Странно, но многие склонялись к тому, чтобы "не вносить в молодую душу неразрешимые сомнения". Даже Юля говорила: "Ему жить. А зная всю правду, жить трудно. И опасно". Только Антон доказывал горячо и страстно, что на лжи и даже на умолчаниях настоящих отношений с сыном не построишь, что надо заботиться прежде всего не о том, чтобы он был удачлив, а о том, чтобы был честен.
Я довольно терпимо выслушивала разные советы на эту тему, но внутри у меня сомнений не было. На первый же его вопрос "За что?" я ответила: "Не "за что?", а "почему?". И дальше с полной искренностью и правдивостью рассказала ему обо всем, через что прошла и что поняла на этом пути. Поняла я тогда, к сорок восьмому году, еще далеко не все. Однако многое.
Но даже если бы я и пыталась в ту ночь скрыть от него правду, мне это не удалось бы. Потому что он ловил все с полуслова. И то драгоценное, что возникло тогда между нами, было немыслимо вне правды. Именно на переломе от девятого к десятому октября 1948 года, уже ближе к рассвету, я рассказала ему устно задуманные главы "Крутого маршрута". Он был первым слушателем...
8. КАРТОЧНЫЙ ДОМИК
Уже через несколько дней после своего приезда Вася сказал:
— Мама, надо бы что-нибудь живое в доме иметь. Щенка или котенка...
Он не знал, что такое скромное желание очень трудно выполнимо в тогдашнем Магадане. И собаки (не овчарки) и тем более кошки были здесь пока предметом импорта. Но мне удалось после долгих стараний раздобыть материковскую кошку Агафью, которая в дальнейшем в течение нескольких лет была неотъемлемым членом нашей семьи. Очень грациозная, капризная в выборе еды, она нисколько не походила на своих колымских родственников, проходивших в первом поколении процесс одомашнения. (Эти вчера еще дикие, похожие на маленьких тигров коты, которых приручали некоторые наши знакомые, вызывали во мне отвращение.)
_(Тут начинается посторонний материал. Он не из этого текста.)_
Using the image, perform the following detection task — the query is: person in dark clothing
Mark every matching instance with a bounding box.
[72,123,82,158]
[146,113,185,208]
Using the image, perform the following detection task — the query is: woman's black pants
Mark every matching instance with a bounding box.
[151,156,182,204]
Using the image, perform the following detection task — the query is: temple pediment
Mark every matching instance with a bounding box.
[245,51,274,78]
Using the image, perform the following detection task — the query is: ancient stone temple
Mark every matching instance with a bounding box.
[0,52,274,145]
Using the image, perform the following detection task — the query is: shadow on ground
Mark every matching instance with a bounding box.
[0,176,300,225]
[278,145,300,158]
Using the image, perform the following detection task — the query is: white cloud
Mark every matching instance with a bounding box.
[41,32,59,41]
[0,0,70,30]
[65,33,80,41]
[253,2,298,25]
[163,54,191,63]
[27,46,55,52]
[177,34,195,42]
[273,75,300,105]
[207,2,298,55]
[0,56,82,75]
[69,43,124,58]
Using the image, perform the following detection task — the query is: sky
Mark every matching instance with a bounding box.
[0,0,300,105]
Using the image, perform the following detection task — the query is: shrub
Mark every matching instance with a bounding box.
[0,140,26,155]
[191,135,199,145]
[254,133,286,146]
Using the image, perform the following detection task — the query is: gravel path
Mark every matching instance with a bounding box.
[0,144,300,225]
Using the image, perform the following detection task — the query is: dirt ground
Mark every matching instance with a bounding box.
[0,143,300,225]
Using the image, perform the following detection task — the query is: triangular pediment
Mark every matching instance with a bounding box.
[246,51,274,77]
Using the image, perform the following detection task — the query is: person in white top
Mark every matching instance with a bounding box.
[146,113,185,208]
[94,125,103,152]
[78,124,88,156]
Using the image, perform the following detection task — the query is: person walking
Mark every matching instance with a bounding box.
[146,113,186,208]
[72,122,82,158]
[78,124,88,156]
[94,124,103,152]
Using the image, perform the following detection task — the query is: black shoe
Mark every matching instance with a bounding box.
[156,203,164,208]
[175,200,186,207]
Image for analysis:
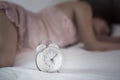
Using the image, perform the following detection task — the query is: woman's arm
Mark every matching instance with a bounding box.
[74,2,120,50]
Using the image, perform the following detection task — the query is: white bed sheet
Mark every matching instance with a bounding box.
[0,44,120,80]
[0,0,120,80]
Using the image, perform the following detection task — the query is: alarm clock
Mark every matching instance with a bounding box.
[35,43,62,72]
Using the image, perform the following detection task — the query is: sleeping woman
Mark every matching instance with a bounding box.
[0,2,120,67]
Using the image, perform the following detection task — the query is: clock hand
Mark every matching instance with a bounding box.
[50,54,58,64]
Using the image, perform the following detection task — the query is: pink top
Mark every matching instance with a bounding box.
[0,2,77,53]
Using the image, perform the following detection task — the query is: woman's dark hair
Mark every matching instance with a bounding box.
[79,0,120,35]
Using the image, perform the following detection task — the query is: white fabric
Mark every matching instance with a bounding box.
[0,44,120,80]
[0,0,120,80]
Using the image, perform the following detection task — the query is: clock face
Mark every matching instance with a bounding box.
[36,47,62,72]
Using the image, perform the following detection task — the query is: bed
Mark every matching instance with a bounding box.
[0,0,120,80]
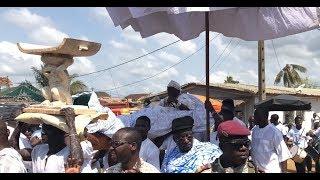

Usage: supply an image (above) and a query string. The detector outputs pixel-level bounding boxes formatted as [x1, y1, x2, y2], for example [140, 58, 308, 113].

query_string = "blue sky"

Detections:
[0, 7, 320, 96]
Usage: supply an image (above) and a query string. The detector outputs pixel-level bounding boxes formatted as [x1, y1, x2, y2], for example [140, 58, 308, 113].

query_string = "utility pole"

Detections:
[258, 40, 266, 102]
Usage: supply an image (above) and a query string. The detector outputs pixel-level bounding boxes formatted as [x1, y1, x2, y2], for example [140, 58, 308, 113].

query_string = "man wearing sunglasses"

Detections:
[106, 127, 159, 173]
[161, 116, 222, 173]
[197, 121, 250, 173]
[251, 108, 291, 173]
[134, 116, 160, 170]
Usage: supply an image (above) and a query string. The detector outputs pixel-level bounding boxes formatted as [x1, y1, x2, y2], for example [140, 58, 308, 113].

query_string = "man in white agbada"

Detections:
[159, 80, 205, 151]
[0, 121, 27, 173]
[86, 92, 125, 171]
[134, 116, 160, 171]
[159, 80, 195, 110]
[287, 116, 312, 173]
[204, 99, 247, 146]
[251, 108, 291, 173]
[270, 114, 289, 140]
[9, 122, 36, 173]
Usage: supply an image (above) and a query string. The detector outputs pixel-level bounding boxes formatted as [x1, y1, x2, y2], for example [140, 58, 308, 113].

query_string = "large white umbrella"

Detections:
[106, 7, 320, 139]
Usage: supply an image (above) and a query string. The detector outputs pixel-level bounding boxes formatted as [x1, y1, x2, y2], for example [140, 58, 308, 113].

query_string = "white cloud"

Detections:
[209, 71, 228, 83]
[177, 41, 197, 54]
[91, 7, 113, 25]
[157, 68, 179, 79]
[121, 26, 147, 44]
[109, 40, 131, 50]
[0, 41, 42, 76]
[158, 51, 180, 63]
[68, 57, 96, 74]
[3, 8, 69, 45]
[141, 48, 156, 60]
[184, 74, 199, 83]
[0, 64, 14, 74]
[79, 36, 90, 41]
[148, 32, 179, 46]
[3, 8, 52, 29]
[30, 26, 69, 45]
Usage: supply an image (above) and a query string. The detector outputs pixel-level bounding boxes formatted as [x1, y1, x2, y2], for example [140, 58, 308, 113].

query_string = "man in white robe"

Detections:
[0, 121, 27, 173]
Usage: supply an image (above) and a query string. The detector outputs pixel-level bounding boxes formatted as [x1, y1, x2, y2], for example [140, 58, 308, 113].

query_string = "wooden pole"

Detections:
[258, 40, 266, 102]
[205, 12, 210, 142]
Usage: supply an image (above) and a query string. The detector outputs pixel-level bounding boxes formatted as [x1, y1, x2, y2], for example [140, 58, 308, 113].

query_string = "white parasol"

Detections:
[106, 7, 320, 140]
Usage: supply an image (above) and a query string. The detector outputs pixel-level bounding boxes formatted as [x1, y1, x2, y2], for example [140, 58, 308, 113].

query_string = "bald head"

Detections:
[0, 121, 9, 145]
[270, 114, 279, 125]
[114, 127, 142, 149]
[254, 108, 269, 126]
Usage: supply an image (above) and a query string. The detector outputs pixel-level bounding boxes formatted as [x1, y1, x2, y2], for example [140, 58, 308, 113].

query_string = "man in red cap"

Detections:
[198, 121, 250, 173]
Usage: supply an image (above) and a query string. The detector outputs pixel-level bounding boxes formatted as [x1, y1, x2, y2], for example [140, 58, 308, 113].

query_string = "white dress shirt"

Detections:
[276, 123, 289, 136]
[251, 124, 291, 173]
[0, 148, 27, 173]
[31, 144, 69, 173]
[159, 94, 196, 110]
[139, 138, 160, 170]
[31, 141, 96, 173]
[287, 127, 310, 149]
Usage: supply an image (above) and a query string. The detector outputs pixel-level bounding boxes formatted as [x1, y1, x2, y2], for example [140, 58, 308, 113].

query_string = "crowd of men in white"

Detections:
[0, 81, 320, 173]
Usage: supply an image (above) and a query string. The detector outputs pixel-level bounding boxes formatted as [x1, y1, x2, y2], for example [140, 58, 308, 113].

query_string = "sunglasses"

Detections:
[110, 141, 134, 149]
[223, 139, 251, 149]
[177, 133, 193, 141]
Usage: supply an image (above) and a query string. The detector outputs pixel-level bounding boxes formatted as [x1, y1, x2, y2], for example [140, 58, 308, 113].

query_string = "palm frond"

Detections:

Агафья придавала нашему семейному очагу очень мирный традиционный вид. Она любила восседать прямо на столе, греясь у настольной лампы и мурлыча, как патриархальный самовар. Когда Вася садился за стол учить уроки, она меняла позицию, переходила к нему на плечи и возлежала так в виде роскошного горжета.
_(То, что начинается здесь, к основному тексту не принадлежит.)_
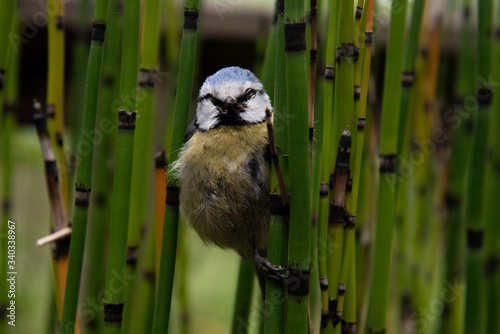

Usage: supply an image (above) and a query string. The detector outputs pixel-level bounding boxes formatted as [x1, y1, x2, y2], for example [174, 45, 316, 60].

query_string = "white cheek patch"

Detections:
[196, 77, 273, 131]
[240, 93, 273, 123]
[196, 100, 218, 131]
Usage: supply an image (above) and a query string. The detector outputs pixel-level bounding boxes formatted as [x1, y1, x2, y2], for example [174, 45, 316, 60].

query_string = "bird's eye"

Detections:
[245, 88, 256, 100]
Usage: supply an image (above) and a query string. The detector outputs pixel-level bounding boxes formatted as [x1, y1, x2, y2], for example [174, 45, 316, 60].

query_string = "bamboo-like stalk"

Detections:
[307, 0, 318, 160]
[328, 129, 354, 332]
[309, 2, 325, 330]
[367, 0, 407, 333]
[329, 1, 358, 326]
[155, 150, 167, 278]
[153, 0, 198, 333]
[66, 0, 90, 216]
[104, 0, 142, 333]
[465, 0, 494, 333]
[231, 259, 254, 334]
[483, 1, 500, 333]
[47, 0, 69, 211]
[264, 0, 289, 334]
[396, 0, 425, 328]
[124, 0, 160, 327]
[61, 0, 108, 333]
[33, 100, 69, 324]
[124, 220, 155, 334]
[162, 0, 182, 157]
[0, 0, 15, 100]
[84, 0, 121, 333]
[441, 5, 472, 334]
[318, 1, 340, 330]
[260, 6, 278, 101]
[350, 0, 374, 330]
[356, 101, 379, 333]
[127, 0, 160, 264]
[0, 18, 20, 331]
[285, 0, 311, 333]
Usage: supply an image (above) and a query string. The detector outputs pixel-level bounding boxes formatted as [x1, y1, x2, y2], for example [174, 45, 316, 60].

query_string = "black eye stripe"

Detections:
[198, 89, 266, 108]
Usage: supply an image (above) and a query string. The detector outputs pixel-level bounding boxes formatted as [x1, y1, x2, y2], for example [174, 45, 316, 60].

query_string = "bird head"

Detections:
[195, 66, 272, 131]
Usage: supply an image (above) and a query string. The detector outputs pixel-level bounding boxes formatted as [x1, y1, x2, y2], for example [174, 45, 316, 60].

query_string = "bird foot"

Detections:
[254, 249, 288, 281]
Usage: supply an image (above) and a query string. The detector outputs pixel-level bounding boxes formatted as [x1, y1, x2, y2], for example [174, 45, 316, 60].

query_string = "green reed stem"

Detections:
[0, 0, 14, 102]
[67, 0, 90, 216]
[47, 0, 69, 211]
[367, 0, 407, 333]
[264, 0, 289, 334]
[83, 0, 121, 333]
[61, 0, 108, 333]
[442, 0, 475, 334]
[260, 11, 277, 101]
[483, 1, 500, 333]
[104, 0, 141, 333]
[153, 0, 198, 333]
[329, 0, 358, 325]
[0, 15, 20, 332]
[231, 259, 254, 334]
[285, 0, 311, 333]
[465, 0, 493, 333]
[318, 0, 340, 330]
[124, 0, 160, 322]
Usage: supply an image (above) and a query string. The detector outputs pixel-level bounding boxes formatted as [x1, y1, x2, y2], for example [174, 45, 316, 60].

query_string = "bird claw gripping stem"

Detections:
[254, 249, 288, 281]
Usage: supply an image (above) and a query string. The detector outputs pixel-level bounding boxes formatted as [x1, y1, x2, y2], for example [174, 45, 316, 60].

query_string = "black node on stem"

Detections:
[184, 10, 198, 30]
[287, 265, 311, 296]
[90, 22, 106, 43]
[103, 302, 123, 322]
[285, 23, 306, 52]
[165, 186, 180, 206]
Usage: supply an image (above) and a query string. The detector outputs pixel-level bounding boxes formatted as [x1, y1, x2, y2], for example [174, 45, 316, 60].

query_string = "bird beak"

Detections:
[222, 96, 236, 114]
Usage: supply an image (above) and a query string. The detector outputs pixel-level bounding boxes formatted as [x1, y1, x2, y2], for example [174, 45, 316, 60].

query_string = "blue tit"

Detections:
[172, 67, 272, 259]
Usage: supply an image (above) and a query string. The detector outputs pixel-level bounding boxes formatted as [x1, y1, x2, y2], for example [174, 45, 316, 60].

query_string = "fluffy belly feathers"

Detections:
[173, 123, 269, 258]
Вакантное место деда занял у нас в семье Яков Михайлович Уманский, верный своему слову репетировать Ваську по математике. Старик неуклонно прибывал в точно определенное время, медленно двигаясь своей походкой кашалота, но уходил только после того, как все задачи сходились с ответами, а это — увы! — не всегда удавалось. Яков Михалыч сперва каждый раз петушился, уверял, что в учебнике опечатка, потом грустнел, жаловался на склероз, вспоминал, что в свое время щелкал такие задачки как орехи. Помню несколько случаев, когда ему все-таки пришлось уйти, так и не решив задачи. Но каждый раз при этом он возвращался к нам в час-два ночи, не стесняясь ни расстоянием, ни погодой. С возгласом "Вася, вставай, я нашел ошибку!" он появлялся на пороге. Васька сонно мычал, говорил "черт с ней!", но старик, укутанный обледенелым башлыком, стоял как привидение до тех пор, пока Вася не встанет и не запишет правильного решения.
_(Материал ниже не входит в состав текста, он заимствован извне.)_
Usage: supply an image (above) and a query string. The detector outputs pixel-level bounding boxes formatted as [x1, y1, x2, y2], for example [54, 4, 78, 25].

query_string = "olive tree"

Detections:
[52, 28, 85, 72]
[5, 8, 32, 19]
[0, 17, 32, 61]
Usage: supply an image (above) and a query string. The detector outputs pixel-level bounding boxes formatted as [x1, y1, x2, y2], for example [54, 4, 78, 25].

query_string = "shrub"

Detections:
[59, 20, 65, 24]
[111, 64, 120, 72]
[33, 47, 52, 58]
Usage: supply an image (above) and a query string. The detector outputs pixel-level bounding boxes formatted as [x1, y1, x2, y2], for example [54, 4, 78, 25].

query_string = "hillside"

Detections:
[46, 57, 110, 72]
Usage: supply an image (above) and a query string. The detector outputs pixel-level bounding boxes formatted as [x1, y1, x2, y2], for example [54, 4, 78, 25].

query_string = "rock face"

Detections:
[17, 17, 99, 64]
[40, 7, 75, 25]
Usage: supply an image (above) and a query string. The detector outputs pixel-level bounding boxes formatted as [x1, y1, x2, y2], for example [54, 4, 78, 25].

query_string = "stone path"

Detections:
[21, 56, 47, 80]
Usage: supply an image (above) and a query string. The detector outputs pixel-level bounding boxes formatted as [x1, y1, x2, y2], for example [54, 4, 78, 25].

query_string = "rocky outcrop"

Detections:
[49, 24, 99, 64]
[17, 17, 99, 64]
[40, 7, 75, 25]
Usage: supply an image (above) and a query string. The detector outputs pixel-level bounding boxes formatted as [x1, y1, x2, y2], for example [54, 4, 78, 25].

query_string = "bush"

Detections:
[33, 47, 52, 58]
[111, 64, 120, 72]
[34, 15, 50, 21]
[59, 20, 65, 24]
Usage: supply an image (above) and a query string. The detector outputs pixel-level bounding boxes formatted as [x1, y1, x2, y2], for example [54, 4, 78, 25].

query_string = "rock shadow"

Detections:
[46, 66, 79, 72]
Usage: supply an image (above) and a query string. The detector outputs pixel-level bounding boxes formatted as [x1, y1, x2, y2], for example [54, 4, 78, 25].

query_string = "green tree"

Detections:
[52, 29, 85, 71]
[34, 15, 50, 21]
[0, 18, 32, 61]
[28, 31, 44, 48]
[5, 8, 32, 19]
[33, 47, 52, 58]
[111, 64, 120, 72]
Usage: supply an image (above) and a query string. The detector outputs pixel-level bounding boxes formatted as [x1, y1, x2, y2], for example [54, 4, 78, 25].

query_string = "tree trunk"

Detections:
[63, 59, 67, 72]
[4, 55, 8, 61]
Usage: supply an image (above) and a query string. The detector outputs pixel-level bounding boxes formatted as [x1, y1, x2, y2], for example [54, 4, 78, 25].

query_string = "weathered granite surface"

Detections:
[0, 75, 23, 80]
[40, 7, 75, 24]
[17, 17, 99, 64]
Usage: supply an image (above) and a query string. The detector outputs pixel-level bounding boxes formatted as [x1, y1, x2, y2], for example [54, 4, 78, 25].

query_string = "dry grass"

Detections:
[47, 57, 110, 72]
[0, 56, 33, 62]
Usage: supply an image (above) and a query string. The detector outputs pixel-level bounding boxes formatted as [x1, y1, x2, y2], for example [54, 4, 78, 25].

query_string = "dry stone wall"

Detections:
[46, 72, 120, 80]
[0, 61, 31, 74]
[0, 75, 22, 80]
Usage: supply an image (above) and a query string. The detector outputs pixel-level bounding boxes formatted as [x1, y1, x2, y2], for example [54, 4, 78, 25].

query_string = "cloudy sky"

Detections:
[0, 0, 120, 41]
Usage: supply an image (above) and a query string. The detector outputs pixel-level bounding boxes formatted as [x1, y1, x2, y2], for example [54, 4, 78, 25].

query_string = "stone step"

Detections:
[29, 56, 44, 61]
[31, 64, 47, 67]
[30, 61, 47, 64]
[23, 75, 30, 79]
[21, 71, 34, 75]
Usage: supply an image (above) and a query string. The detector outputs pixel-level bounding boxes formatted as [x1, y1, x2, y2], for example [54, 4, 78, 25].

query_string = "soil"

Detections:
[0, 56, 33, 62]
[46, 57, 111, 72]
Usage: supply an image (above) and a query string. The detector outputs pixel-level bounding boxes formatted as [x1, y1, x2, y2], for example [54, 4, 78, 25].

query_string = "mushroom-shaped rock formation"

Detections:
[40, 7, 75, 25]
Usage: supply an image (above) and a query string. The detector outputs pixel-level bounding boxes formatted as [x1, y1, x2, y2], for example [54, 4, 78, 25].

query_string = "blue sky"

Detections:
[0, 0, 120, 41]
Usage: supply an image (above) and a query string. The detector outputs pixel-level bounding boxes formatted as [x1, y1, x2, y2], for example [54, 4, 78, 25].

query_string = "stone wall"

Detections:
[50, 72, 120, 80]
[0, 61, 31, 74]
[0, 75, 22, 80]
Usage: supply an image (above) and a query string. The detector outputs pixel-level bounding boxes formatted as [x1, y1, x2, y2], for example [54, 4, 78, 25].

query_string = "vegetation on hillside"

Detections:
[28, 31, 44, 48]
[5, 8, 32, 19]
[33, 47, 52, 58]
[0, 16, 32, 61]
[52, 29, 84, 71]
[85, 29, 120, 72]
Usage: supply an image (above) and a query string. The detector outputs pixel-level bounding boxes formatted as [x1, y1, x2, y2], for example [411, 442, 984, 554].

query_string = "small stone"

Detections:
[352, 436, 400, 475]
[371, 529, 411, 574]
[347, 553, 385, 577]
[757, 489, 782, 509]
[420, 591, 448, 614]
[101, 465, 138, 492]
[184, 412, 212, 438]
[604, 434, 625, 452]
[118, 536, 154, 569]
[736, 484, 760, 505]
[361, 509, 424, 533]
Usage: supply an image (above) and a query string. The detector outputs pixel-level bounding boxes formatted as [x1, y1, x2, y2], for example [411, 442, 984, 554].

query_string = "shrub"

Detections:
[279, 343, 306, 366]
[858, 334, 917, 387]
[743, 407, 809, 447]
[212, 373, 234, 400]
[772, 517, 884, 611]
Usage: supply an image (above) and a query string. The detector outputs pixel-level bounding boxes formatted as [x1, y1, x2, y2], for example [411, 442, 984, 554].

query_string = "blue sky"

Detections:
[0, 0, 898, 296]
После отъезда своего друга Куприянова старик чувствовал себя одиноким и очень пристрастился ко всем нам, хотя с Антоном они постоянно и страстно спорили. Они не сходились во мнениях насчет Томаса Мора и Фомы Аквинского, насчет побочного действия сульфамидов и эффективности малых доз сулемы. Они классически иллюстрировали столкновение двух полярных психологических типов. Горячий, непримиримый, склонный к абсолютам ум Антона с разбегу натыкался на скептическую иронию, на скорбное неверие старого добряка, сомневающегося в способности рода человеческого к высоким побуждениям. Особенной остроты достигали эти споры, когда дело доходило до одного из двух самых острых для Антона пунктов: до Мартина Лютера, которого Антон считал началом всех зол на земле, и до Самуила Ганнемана, основоположника гомеопатии, который, наоборот, был для Антона спасителем человечества.